Thursday, April 8, 2010

Nuclear disarmament: Still fighting the last war

President Obama and Russian President Dmitry Medvedev on Thursday signed a treaty to shrink their nations' nuclear arsenals, the biggest such pact between the former Cold War foes in a generation.

Tenaciously negotiated by even the leaders themselves, the treaty commits their nations to slash the number of strategic nuclear warheads by one-third and more than halve the number of missiles, submarines and bombers carrying them.

. . . The new treaty will shrink the limit of nuclear warheads to 1,550 per country over seven years. That still allows for mutual destruction several times over. But it is intended to send a strong signal that Russia and the U.S. — which between them own more than 90% of the world's nuclear weapons — are serious about disarmament.

The Cold War with the USSR is over. In fact, the USSR doesn't even exist any more.

The nuclear threat we must confront today is no longer from an expansive Russia in control of an expanding USSR.

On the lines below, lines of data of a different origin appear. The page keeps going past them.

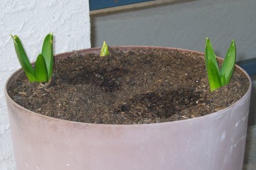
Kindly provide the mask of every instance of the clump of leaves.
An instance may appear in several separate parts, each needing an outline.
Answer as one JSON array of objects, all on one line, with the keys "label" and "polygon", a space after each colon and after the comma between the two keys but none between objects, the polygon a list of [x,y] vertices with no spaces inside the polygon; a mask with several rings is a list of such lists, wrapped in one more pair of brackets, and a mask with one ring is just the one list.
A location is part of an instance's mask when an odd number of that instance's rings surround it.
[{"label": "clump of leaves", "polygon": [[18,36],[13,36],[14,47],[19,63],[31,82],[47,83],[51,80],[53,67],[53,33],[46,36],[42,53],[36,58],[34,69]]},{"label": "clump of leaves", "polygon": [[213,48],[210,40],[207,38],[205,61],[211,92],[229,83],[234,71],[236,58],[236,44],[233,40],[221,68],[219,70]]},{"label": "clump of leaves", "polygon": [[101,57],[109,56],[109,48],[106,41],[103,42],[103,45],[101,49]]}]

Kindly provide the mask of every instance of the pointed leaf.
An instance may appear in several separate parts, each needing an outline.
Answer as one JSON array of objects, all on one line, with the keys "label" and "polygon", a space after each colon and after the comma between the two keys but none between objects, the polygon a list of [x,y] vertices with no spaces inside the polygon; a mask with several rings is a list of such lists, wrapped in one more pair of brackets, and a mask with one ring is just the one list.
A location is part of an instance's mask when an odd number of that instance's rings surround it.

Today's nuclear threat is from rogue states (Iran or North Korea or Venezuela) and terrorist groups (including al Qaedi and the Taliban) obtaining nuclear weapons.

This treaty does nothing to address today's threat. And, creating a class of unemployed Eastern European nuclear weapons scientists and technicians probably increases the likelihood that one or more of them will free lance for the bad guys.